- The Washington Times - Saturday, March 24, 2001

By Derek Simmonsen

THE WASHINGTON TIMES

Going from obscurity to being hailed as the greatest folk singer of a generation in less than a decade is a lot for one singer to bear. But singer-songwriter Dar Williams, 33, seems to be taking it in stride

"I think I assumed that musicians sort of lived in this magical place and I never dared to think that I could join them," she says from a hotel room in Athens, Ga. "And I still feel that way. I still feel very lucky to be called one."

Miss Williams will be playing in the D.C. area March 26 and 27 when she returns to Alexandria's Birchmere Music Hall for the second time since November.

"I've always really loved playing in Washington, D.C.," she says. "It's a very international city where people bring their identities and backgrounds with them and keep them alive."

Miss Williams picked up her first guitar at age 9 and has long been interested in the arts, but never saw herself as the next Joan Baez. After studying at Wesleyan University, she headed to Boston to find a job in the theater.

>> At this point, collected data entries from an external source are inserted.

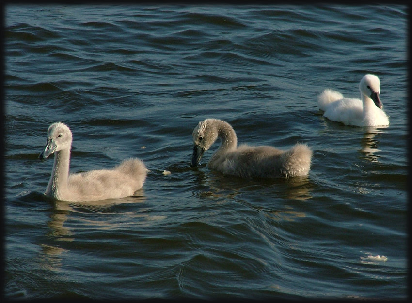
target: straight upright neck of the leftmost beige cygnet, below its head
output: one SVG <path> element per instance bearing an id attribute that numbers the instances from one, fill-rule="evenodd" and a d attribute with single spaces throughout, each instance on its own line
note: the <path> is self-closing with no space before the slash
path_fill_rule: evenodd
<path id="1" fill-rule="evenodd" d="M 46 189 L 46 194 L 51 194 L 59 199 L 67 190 L 70 166 L 70 150 L 64 149 L 54 153 L 53 170 Z"/>

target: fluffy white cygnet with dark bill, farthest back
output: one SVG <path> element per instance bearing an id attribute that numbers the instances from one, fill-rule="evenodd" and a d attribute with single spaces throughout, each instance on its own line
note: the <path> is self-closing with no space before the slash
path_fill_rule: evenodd
<path id="1" fill-rule="evenodd" d="M 323 117 L 353 126 L 387 126 L 388 116 L 382 110 L 380 81 L 372 74 L 365 75 L 359 84 L 362 100 L 344 98 L 337 91 L 324 90 L 317 98 Z"/>

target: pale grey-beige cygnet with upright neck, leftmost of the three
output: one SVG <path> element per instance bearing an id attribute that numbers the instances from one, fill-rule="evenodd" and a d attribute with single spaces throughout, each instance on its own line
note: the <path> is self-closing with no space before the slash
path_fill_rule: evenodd
<path id="1" fill-rule="evenodd" d="M 139 159 L 128 159 L 113 169 L 69 174 L 72 132 L 61 122 L 48 128 L 40 159 L 54 153 L 54 164 L 45 194 L 57 200 L 80 202 L 122 198 L 143 186 L 148 170 Z"/>

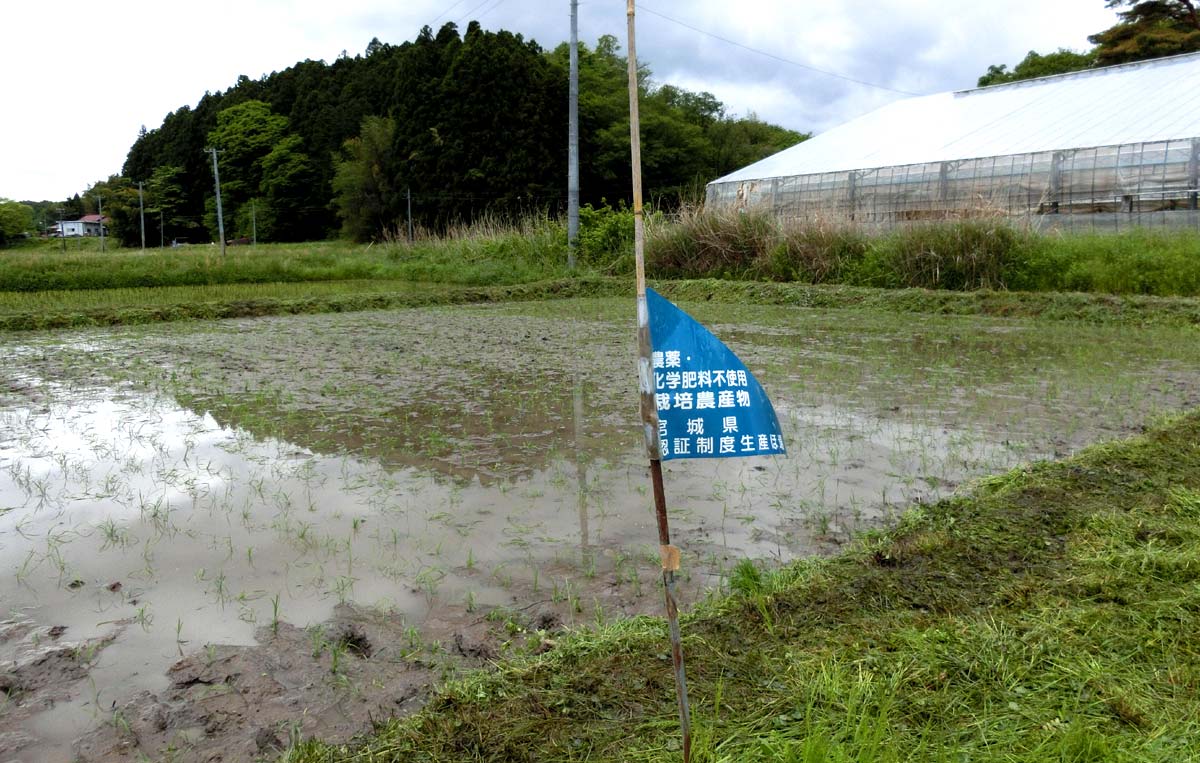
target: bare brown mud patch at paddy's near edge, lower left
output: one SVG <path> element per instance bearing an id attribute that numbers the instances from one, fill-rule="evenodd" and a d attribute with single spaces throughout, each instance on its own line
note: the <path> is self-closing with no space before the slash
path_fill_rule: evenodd
<path id="1" fill-rule="evenodd" d="M 479 667 L 518 636 L 520 649 L 552 642 L 548 612 L 463 618 L 421 641 L 395 613 L 338 606 L 319 626 L 259 629 L 252 647 L 210 645 L 174 662 L 169 684 L 143 691 L 74 744 L 80 762 L 250 761 L 307 737 L 346 741 L 376 721 L 420 708 L 436 681 Z M 428 631 L 425 631 L 428 632 Z"/>

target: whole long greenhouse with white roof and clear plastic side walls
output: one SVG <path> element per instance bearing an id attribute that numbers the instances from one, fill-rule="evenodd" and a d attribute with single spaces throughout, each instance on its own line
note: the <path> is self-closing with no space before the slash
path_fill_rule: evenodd
<path id="1" fill-rule="evenodd" d="M 1200 228 L 1200 54 L 896 101 L 714 180 L 784 221 Z"/>

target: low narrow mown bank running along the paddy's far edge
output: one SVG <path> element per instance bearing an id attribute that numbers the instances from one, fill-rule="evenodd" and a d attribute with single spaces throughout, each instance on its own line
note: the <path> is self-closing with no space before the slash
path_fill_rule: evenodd
<path id="1" fill-rule="evenodd" d="M 655 282 L 677 301 L 790 305 L 814 310 L 996 316 L 1097 324 L 1200 325 L 1200 299 L 1028 292 L 874 289 L 758 281 Z M 212 284 L 144 289 L 0 292 L 0 331 L 388 310 L 565 296 L 632 294 L 629 278 L 590 276 L 514 286 L 463 287 L 407 281 Z"/>

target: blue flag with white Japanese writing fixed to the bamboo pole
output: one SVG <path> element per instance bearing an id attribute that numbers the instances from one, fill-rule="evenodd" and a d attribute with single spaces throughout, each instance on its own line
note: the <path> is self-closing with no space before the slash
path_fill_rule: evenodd
<path id="1" fill-rule="evenodd" d="M 646 304 L 662 461 L 787 452 L 767 392 L 738 356 L 654 289 Z"/>

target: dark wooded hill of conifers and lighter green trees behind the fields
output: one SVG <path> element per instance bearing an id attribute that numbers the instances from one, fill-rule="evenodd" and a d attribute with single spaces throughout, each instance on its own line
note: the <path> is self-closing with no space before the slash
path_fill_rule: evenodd
<path id="1" fill-rule="evenodd" d="M 116 235 L 137 236 L 137 180 L 148 238 L 215 236 L 212 162 L 220 154 L 227 238 L 295 241 L 340 229 L 360 240 L 414 217 L 438 227 L 487 211 L 557 210 L 566 196 L 566 44 L 547 52 L 473 22 L 430 28 L 364 55 L 302 61 L 205 94 L 143 131 L 121 176 L 97 184 Z M 616 38 L 580 50 L 584 203 L 629 196 L 629 100 Z M 642 151 L 653 197 L 678 198 L 806 136 L 732 118 L 710 94 L 642 84 Z"/>

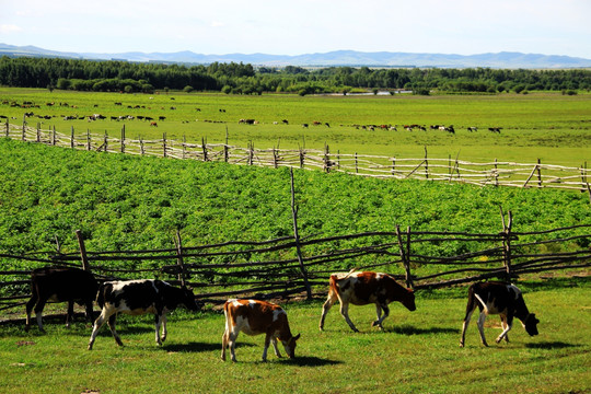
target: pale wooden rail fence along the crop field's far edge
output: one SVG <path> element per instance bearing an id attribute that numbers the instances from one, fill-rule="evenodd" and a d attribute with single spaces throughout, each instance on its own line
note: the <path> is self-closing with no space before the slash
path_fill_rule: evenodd
<path id="1" fill-rule="evenodd" d="M 588 192 L 589 170 L 587 162 L 579 167 L 536 163 L 494 162 L 473 163 L 452 159 L 428 158 L 404 159 L 385 155 L 346 154 L 331 152 L 329 147 L 317 149 L 255 149 L 229 146 L 228 143 L 200 143 L 167 139 L 166 135 L 158 140 L 128 139 L 125 126 L 119 137 L 85 132 L 70 134 L 44 130 L 38 124 L 31 127 L 23 125 L 4 125 L 4 136 L 23 141 L 40 142 L 71 149 L 85 149 L 102 152 L 118 152 L 161 158 L 193 159 L 199 161 L 224 161 L 233 164 L 259 166 L 289 166 L 300 169 L 320 169 L 325 172 L 345 172 L 362 176 L 396 179 L 426 179 L 448 183 L 466 183 L 478 186 L 513 186 L 513 187 L 552 187 Z"/>

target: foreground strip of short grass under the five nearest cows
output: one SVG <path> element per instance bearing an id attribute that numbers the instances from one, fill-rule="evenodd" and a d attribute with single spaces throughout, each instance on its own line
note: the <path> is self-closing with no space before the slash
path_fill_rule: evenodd
<path id="1" fill-rule="evenodd" d="M 370 327 L 374 308 L 351 306 L 360 328 L 352 333 L 335 305 L 325 332 L 317 329 L 322 301 L 283 303 L 292 332 L 301 333 L 294 360 L 269 352 L 262 363 L 263 336 L 241 334 L 237 363 L 222 362 L 223 315 L 175 312 L 169 339 L 158 348 L 151 316 L 121 316 L 118 348 L 103 327 L 88 351 L 90 327 L 66 329 L 47 323 L 46 335 L 21 326 L 0 331 L 0 391 L 3 393 L 236 392 L 236 393 L 586 393 L 591 391 L 591 331 L 588 279 L 518 283 L 540 335 L 519 322 L 511 343 L 494 344 L 499 320 L 487 320 L 491 346 L 480 345 L 475 320 L 459 347 L 465 288 L 417 299 L 417 311 L 392 305 L 385 332 Z M 426 294 L 425 294 L 426 296 Z M 285 351 L 282 351 L 285 355 Z"/>

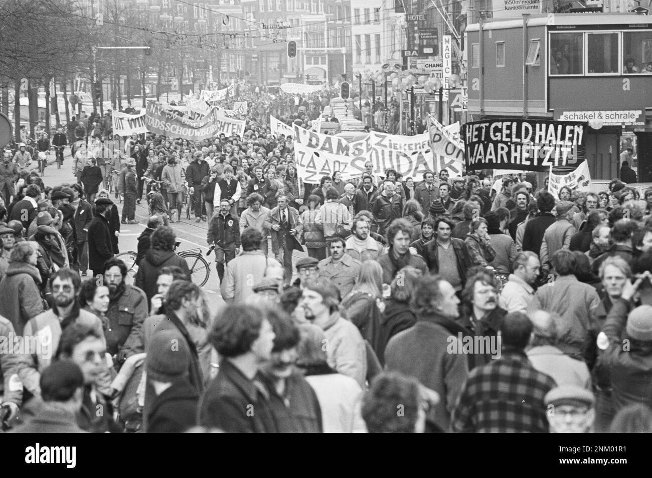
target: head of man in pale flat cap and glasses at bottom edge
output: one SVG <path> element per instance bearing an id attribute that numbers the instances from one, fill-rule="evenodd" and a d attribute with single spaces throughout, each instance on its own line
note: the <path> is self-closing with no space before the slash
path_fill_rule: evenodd
<path id="1" fill-rule="evenodd" d="M 578 385 L 560 385 L 546 393 L 551 433 L 590 433 L 595 421 L 595 397 Z"/>

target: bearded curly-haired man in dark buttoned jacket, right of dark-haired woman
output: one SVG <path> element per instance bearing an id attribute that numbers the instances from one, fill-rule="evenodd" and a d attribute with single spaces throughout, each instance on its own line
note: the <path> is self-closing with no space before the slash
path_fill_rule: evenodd
<path id="1" fill-rule="evenodd" d="M 126 358 L 142 353 L 141 329 L 147 317 L 145 292 L 125 283 L 126 265 L 111 259 L 104 265 L 104 285 L 109 288 L 109 310 L 106 312 L 106 348 L 116 368 Z"/>

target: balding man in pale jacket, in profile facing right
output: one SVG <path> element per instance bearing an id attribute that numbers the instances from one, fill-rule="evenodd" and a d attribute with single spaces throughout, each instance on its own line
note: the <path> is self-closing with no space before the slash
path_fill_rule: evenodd
<path id="1" fill-rule="evenodd" d="M 541 273 L 539 256 L 531 250 L 519 252 L 514 260 L 514 272 L 500 294 L 499 304 L 507 312 L 526 312 L 534 296 L 533 286 Z"/>

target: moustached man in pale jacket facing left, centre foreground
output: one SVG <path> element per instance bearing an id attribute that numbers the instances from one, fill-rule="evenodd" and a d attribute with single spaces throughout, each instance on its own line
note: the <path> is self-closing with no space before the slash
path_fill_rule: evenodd
<path id="1" fill-rule="evenodd" d="M 306 320 L 324 331 L 329 365 L 363 387 L 367 371 L 366 346 L 358 328 L 340 316 L 337 288 L 323 277 L 307 280 L 301 306 Z"/>

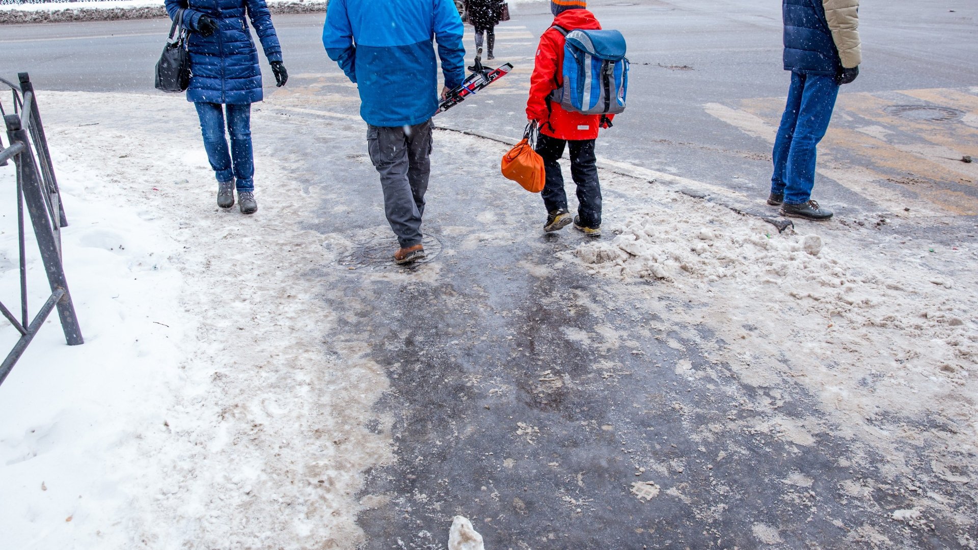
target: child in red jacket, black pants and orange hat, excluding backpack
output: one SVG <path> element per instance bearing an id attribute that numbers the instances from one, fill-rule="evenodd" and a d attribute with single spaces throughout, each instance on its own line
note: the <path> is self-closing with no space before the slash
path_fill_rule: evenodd
<path id="1" fill-rule="evenodd" d="M 568 31 L 600 29 L 600 23 L 586 7 L 586 0 L 551 0 L 551 12 L 556 16 L 554 25 Z M 527 118 L 536 120 L 540 129 L 536 151 L 544 158 L 547 172 L 547 183 L 541 194 L 544 206 L 547 206 L 544 231 L 562 229 L 571 221 L 567 194 L 563 190 L 563 174 L 557 163 L 564 146 L 569 145 L 570 175 L 577 184 L 578 208 L 574 228 L 598 237 L 601 234 L 601 189 L 598 166 L 595 165 L 595 140 L 599 127 L 608 127 L 613 115 L 581 115 L 565 111 L 559 103 L 549 99 L 551 92 L 563 85 L 563 45 L 563 34 L 554 26 L 540 36 L 536 65 L 530 76 L 530 98 L 526 102 Z"/>

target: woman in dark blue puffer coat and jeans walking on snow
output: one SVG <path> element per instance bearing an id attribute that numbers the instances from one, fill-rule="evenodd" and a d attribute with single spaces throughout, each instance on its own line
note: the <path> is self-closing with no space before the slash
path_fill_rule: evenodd
<path id="1" fill-rule="evenodd" d="M 265 0 L 165 0 L 176 20 L 183 10 L 183 27 L 190 31 L 191 78 L 187 101 L 200 115 L 203 147 L 217 176 L 217 205 L 235 205 L 242 213 L 258 209 L 254 200 L 254 160 L 251 153 L 251 104 L 262 100 L 258 51 L 245 15 L 261 40 L 278 86 L 289 73 L 282 65 L 282 47 L 272 26 Z M 222 109 L 221 106 L 224 106 Z M 231 150 L 224 133 L 227 115 Z M 237 180 L 237 181 L 236 181 Z"/>

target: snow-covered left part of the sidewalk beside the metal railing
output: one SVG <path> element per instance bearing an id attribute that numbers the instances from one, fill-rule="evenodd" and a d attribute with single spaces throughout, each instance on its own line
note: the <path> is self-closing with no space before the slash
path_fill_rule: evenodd
<path id="1" fill-rule="evenodd" d="M 316 198 L 259 153 L 258 214 L 217 208 L 182 98 L 44 92 L 41 109 L 86 344 L 67 347 L 52 317 L 0 387 L 4 544 L 357 538 L 356 475 L 389 453 L 357 417 L 385 378 L 355 350 L 341 369 L 321 350 L 336 313 L 302 283 L 320 239 L 294 223 Z M 0 174 L 13 196 L 12 168 Z M 3 204 L 11 299 L 16 215 Z M 353 450 L 337 457 L 337 440 Z"/>

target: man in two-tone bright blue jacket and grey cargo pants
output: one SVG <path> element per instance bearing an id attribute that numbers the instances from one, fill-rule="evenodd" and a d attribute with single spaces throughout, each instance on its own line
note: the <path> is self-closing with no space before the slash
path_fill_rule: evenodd
<path id="1" fill-rule="evenodd" d="M 452 0 L 331 0 L 326 53 L 360 91 L 367 149 L 380 173 L 384 210 L 397 235 L 397 263 L 424 257 L 422 214 L 431 153 L 431 116 L 466 77 L 462 19 Z"/>

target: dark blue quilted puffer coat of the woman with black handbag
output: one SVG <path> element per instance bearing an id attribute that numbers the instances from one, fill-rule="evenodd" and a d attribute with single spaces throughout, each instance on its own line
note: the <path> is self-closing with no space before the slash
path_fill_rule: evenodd
<path id="1" fill-rule="evenodd" d="M 165 0 L 170 19 L 187 0 Z M 202 103 L 247 104 L 262 100 L 261 69 L 258 52 L 245 15 L 257 31 L 269 63 L 282 61 L 282 47 L 272 26 L 272 16 L 265 0 L 189 0 L 184 27 L 191 30 L 191 78 L 187 101 Z M 217 23 L 217 30 L 202 36 L 198 29 L 200 16 L 207 15 Z"/>

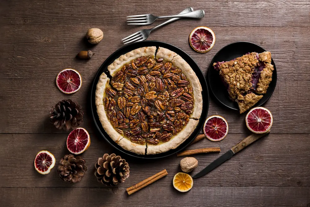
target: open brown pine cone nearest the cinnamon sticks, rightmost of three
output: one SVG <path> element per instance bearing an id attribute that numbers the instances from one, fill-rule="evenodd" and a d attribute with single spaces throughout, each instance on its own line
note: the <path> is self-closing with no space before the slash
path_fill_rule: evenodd
<path id="1" fill-rule="evenodd" d="M 98 158 L 95 164 L 95 176 L 98 182 L 115 186 L 118 182 L 124 182 L 129 177 L 129 166 L 121 156 L 104 154 Z"/>

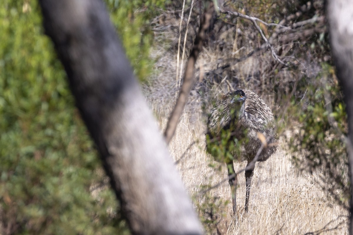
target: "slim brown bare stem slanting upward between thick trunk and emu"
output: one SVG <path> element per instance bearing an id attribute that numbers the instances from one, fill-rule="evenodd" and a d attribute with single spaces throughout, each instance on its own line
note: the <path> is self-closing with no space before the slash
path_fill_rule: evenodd
<path id="1" fill-rule="evenodd" d="M 175 104 L 174 109 L 170 114 L 166 130 L 164 131 L 164 137 L 166 138 L 167 143 L 170 142 L 174 135 L 175 129 L 177 128 L 181 113 L 184 110 L 190 90 L 192 86 L 195 85 L 195 83 L 197 82 L 197 79 L 194 78 L 194 66 L 197 60 L 197 56 L 202 50 L 202 44 L 206 37 L 206 30 L 211 24 L 213 12 L 213 1 L 208 1 L 208 7 L 206 8 L 203 16 L 201 17 L 199 32 L 196 35 L 192 51 L 190 53 L 189 59 L 186 62 L 183 86 L 180 88 L 177 103 Z"/>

Her solo singing career started while she kept her day job as the stage manager for the Opera Company of Boston. Those early coffeehouse performances failed to net her an audience, though, and Miss Williams soon departed for the smaller college town of Northampton, Mass. She self-produced her first album.

"I thought the first album was a happy fluke and the second album was a great surprise," she says of her awe at being where she is now.

Building up a fan base, doing toursof national folk festivals and releasing two albums back to back, in 1996 and 1997, slowly turned the unknown singer into the next-big thing. More media exposure had its up and down sides, she says.

"My constant exposure to the media for a while engendered a hyper self-consciousness," Miss Williams says. "I think it's important for anyone to deal with that in our culture."

One of the ways she deals with that greater attention is by returning to nature. Her fourth album "The Green World," released in August 2000, is filled with references to the greener side of life.

Miss Williams has been wary of the big city after she watched her artist friends move to New York City after college and struggle to create art while still paying the rent.

"Better to move to a small industrial mill town and find your voice than discover your voice has been smothered by just trying to make ends meet," she says of her thinking at the time.

Even though her celebrity is increasing and the pull of New York City is stronger, she still prefers the Hudson Valley over an apartment in Greenwich Village.

"I think cities are very overwhelming," she says. "You can get a lot of metaphors from them, but there's a whole range of things that you're in touch with when you're in a slower-paced town that are really valuable to me."

Her love of the outdoors comes through especially in "Calling the Moon," an ode to returning to nature after the busy rush of the city.

"The moon wanted more of my night/I turned off the engine and the headlights/The trees appeared as they'd never been gone/I promised the fields I'd return from now on," she sings on her new album.

Miss Williams will continue touring through the rest of the year in support of "The Green World," but is taking time out to pursue other activities, such as acting in an upcoming Northampton production of Eve Ensler's "The Vagina Monologues."

"I've learned from music that if somebody invites you to do something and you think you can't do it, you might as well do it and expect the best," she says.